Nathalie Bondil : Le musée Mathaf à Doha a une collection sensationnelle [9 000 œuvres, de 1840 à nos jours, NDLR], ils ont collectionné très tôt. Ensuite, il y a le musée de Sharjah, de la Fondation Barjeel, qui a également une remarquable collection [1 300 œuvres d’artistes originaires de tout le Moyen-Orient, NDLR) sur le monde arabe. Nous, on se positionne en Occident ayant la plus grande collection d’art moderne et contemporain. Pour cela, ces artistes modernes et contemporains vont nous servir de guide à travers de ce grand voyage dans les civilisations. L’important pour le nouveau musée de l’IMA, c’était de ne pas concurrencer ce que le musée du Louvre fait très bien, avec un département des arts islamiques extraordinaire, ou le Metropolitan Museum à New York, ou le Victor et Albert Museum à Londres. Ici, nous avons la chance, le privilège, d’avoir des œuvres d’art moderne et contemporain, ce que nul autre musée en Occident n’a en telle quantité et avec une telle qualité.

S’appuyer sur cette collection-là permet d’examiner le passé tout en regardant les problématiques et les enjeux actuels – on parle des questions de genre, de décolonisation, de toutes ces questions très pertinentes. Ce faisant, nous n’allons pas dédoubler ce que d’autres musées font très bien sur la place de Paris. Nous allons apporter une pierre nouvelle. Pour moi, c’est très important, parce que la connaissance et la reconnaissance des arts arabes sont fondamentales – en faisant que l’art arabe fasse partie des arts de la scène globale au plus haut niveau. Ce nouveau musée va permettre de donner la reconnaissance, la fierté, à cette scène exceptionnelle, internationale - qui est aussi la nôtre -, dans une mesure qui n’a jamais été faite auparavant.

Lors de son inauguration en 1987, sous la présidence du président Mitterrand où vous étiez ministre de la Culture, l’aventure de l’IMA a commencé avec les pays membres de la Ligue arabe, une vingtaine de pays. Quelle sera leur part, leur contribution, leur participation au nouveau musée de l’Institut du monde arabe (IMA) ?

Jack Lang : Depuis la création de l’IMA, cela a beaucoup changé. À l’origine, les pays arabes, la Ligue arabe, devaient participer au financement. C’est terminé. Depuis vingt ans, c’est terminé. Donc, ils participent par leur « appui moral », par leur présence au sein du Conseil de l’Institut. Au-delà du Conseil, il y a évidemment les rapports qu’on pourra établir nous-mêmes avec tel ou tel pays.

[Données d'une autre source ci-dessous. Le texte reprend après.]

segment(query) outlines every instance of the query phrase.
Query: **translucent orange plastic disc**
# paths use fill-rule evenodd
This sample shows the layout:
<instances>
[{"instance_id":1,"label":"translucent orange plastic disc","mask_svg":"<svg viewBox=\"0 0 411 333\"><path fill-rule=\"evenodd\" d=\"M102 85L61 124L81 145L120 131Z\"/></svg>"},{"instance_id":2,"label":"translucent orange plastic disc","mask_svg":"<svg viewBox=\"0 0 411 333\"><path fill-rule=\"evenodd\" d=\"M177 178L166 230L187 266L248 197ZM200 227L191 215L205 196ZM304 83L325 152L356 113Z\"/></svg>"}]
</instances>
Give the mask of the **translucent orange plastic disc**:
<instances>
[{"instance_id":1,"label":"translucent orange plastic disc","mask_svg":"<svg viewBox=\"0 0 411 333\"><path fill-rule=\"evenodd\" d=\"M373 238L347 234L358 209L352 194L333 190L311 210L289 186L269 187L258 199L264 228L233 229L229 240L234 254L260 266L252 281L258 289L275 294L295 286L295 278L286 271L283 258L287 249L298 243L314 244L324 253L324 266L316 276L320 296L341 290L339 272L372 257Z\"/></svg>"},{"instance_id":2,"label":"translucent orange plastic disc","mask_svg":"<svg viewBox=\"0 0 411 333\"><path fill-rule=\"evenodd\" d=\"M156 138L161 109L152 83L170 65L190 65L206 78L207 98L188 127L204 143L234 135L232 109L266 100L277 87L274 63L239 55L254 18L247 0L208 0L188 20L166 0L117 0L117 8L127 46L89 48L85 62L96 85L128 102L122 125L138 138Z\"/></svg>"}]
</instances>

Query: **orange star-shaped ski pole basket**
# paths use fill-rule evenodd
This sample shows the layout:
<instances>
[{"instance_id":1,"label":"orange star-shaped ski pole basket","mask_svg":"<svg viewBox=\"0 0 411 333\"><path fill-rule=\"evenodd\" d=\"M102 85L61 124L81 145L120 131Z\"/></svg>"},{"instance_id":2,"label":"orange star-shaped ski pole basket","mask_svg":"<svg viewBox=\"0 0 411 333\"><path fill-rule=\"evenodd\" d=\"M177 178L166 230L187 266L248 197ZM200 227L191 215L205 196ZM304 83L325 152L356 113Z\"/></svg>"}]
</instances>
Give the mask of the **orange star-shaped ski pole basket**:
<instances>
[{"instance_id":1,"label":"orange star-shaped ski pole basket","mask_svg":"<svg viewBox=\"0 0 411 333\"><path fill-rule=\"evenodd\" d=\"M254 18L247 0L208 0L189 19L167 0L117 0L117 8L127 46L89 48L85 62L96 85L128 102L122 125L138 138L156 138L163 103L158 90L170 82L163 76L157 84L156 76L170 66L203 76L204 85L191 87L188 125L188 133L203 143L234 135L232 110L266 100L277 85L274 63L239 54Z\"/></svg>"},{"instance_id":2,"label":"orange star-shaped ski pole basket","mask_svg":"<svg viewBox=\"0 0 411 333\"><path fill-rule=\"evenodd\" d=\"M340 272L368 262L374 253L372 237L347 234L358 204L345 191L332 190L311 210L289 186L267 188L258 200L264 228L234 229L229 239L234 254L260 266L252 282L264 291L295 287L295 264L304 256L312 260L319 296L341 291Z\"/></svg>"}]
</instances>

Le plus souvent, c’est avec les créateurs, les artistes, les universités, plutôt qu’avec les gouvernements, néanmoins, nous avons des relations avec certains gouvernements.

Y aura-t-il un porte-étendard du musée comme la Joconde au Louvre ? Quelle sera la pièce iconique du nouveau musée pour attirer les visiteurs ?

Nathalie Bondil : Il faudra en parler avec les équipes [rires]. Moi, personnellement, j’ai quelques œuvres que j’aime énormément. Je pense à La Mère [huile sur toile, 1965] de M’Hamed Issiakhem [Algérie, 1928-1985], une œuvre avec à la fois une conscience politique, indépendantiste, mais en même temps une conscience artistique. Un tableau profondément émouvant d’un point de vue autobiographique et avec une portée universelle. Pour moi, c’est un des chefs-d’œuvre de la collection, mais j’imagine que vous avez aussi le vôtre…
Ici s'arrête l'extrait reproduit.